John A Posted September 21, 1999 Posted September 21, 1999 A defined contribution plan defines Valuation Date as "the last day of the Plan Year or such other date as agreed to by the Employer and the Trustee on which Participant accounts are revalued ...". The Employer has always paid distributions based on the last day of the preceding plan year. A participant with a very large balance (much larger than most other participants) is threatening to sue the Employer if the Employer does not revalue his account shortly before making his distribution. What are other TPA's advising their clients in this situation? Is anyone aware of actual court cases similar to this? (Note: I posted this same question on the Retirement Plans in General message board - I wasn't sure which place was more appropriate).
Guest Posted September 21, 1999 Posted September 21, 1999 what is he threatening to sue the employer for- following the terms of the document?! if this employee was an HCE and you revalue the assets, you are going to have a discrimination issue, since NHCEs never had similar treatment. yes, it could be revalued, but again, according to the document, doesn't have to be. Maybe the participant could be charged for an additional val done???
John A Posted September 21, 1999 Author Posted September 21, 1999 Thanks, Tom. I appreciate the answer. However, if the employer decides to revalue anyway (despite being advised against it), what steps do you think should be taken? Would all participants need to be notified that the plan had been revalued? Should the employer have some type of written policy drafted about why the decision was made to revalue and/or under what circumstances they might revalue in the future? Could the participant actually be charged for any or all of the costs associated with the revaluation? How could the Employer best protect themselves against nondiscrimination issues?

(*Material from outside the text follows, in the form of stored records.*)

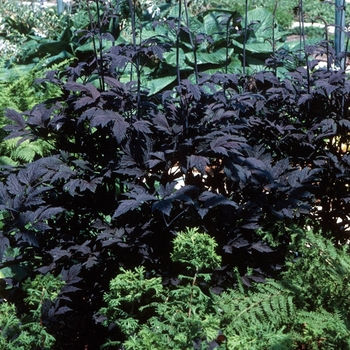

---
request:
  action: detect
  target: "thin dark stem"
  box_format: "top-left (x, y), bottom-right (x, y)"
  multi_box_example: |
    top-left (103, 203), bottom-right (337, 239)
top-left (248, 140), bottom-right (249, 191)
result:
top-left (87, 0), bottom-right (103, 90)
top-left (243, 0), bottom-right (248, 75)
top-left (96, 0), bottom-right (105, 91)
top-left (184, 0), bottom-right (198, 84)
top-left (299, 0), bottom-right (305, 62)
top-left (176, 0), bottom-right (182, 86)
top-left (272, 0), bottom-right (278, 75)
top-left (129, 0), bottom-right (141, 120)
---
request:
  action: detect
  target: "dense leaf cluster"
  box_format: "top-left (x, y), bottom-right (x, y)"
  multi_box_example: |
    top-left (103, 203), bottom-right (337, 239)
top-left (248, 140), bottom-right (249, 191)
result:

Guest Dook Posted September 22, 1999 Posted September 22, 1999 All indicators are negative on an interim valuation of the plan, unless it can be shown that to do so would be to the benefit of the majority of remaining participants, in particular the NHCEs. This was the reasoning that some periodically valued plans used following the crash of '87. Many large balance participants called for a distribution following the crash, based on pre-crash valuations. NOT to re-value would have been to the significant detriment of the remaining participants. Not that that was the greatest argument either, but it's a whoile lot better than the argument to re-value now in this situation. Obviously, anything put into writing is subject to greatest scrutiny and interpretation. I vote "bad idea". Any written request by the Trustee or Administrator should be non-specific. Charging that participant is risky as it fingers who wanted the re-valuation, and there is really no basis for passing a general plan expense to one participant. Sorry I don't have a whole lot of answers or specific direction, but that's what happens when you try to apply "fair" rules to an unfair game.